- Studenci Location in Slovenia
- Coordinates: 45°53′27″N 15°04′42″E﻿ / ﻿45.89083°N 15.07833°E
- Country: Slovenia
- Traditional region: Lower Carniola
- Statistical region: Southeast Slovenia
- Municipality: Trebnje
- Elevation: 370 m (1,210 ft)

= Studenci, Trebnje =

Studenci (/sl/, sometimes Studence) is a former village in eastern Slovenia in the Municipality of Trebnje. It is now part of the village of Dolenja Dobrava. It is part of the traditional region of Lower Carniola and is now included in the Southeast Slovenia Statistical Region.

==Geography==
Studenci lies south of the village center of Dolenja Dobrava. Studence Hill (elevation: 405 m) stands above the settlement to the north.
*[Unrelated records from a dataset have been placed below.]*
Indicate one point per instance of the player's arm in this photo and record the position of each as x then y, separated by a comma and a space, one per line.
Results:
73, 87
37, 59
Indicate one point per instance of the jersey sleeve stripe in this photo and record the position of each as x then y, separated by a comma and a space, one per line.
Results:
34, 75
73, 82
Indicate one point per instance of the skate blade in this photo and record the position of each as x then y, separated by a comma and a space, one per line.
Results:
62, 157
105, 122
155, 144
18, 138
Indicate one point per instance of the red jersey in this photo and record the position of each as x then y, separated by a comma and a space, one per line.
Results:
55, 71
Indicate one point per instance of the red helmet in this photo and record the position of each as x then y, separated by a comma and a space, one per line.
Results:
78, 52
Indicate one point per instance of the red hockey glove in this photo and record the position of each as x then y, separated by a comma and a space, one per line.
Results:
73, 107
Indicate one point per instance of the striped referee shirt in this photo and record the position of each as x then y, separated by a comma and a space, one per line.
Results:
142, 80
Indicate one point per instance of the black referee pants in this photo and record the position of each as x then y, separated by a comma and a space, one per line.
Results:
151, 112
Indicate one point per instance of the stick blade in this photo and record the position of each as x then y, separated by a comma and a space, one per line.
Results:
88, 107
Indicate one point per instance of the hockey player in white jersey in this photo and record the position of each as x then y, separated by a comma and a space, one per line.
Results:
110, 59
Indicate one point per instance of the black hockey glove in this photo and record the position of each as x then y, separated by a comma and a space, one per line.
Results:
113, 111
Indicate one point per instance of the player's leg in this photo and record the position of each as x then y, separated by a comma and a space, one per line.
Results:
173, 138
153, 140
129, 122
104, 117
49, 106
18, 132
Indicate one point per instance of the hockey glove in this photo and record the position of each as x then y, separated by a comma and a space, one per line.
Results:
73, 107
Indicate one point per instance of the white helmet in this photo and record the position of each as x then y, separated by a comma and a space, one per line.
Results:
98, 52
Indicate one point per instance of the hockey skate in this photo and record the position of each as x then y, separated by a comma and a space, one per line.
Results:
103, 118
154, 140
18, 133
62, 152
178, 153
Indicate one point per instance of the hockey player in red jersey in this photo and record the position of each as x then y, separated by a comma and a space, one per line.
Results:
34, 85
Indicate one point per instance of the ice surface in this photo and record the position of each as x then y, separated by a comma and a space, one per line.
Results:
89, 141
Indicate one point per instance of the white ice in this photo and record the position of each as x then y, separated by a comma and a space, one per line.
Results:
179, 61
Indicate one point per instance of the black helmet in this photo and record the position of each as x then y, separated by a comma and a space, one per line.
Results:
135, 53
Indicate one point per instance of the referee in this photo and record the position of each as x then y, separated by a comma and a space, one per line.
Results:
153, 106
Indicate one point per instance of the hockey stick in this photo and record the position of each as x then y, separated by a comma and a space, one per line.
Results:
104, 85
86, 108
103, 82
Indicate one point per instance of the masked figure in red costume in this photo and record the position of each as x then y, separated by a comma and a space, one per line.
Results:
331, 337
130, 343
It is connected by road to Jezero to the northwest and Poljane pri Mirni Peči to the east.

==Name==
The name Studenci literally means 'springs', and it and similar forms (e.g., Studenec, Studeno) are relatively common toponyms for places in Slovenia associated with springs. It is derived from Slavic *studenьcь '(walled) spring', from the adjective *studenъ 'cold'.

==History==
Studenci was deemed annexed by Dolenja Dobrava in 1953, ending any existence it had as a separate settlement.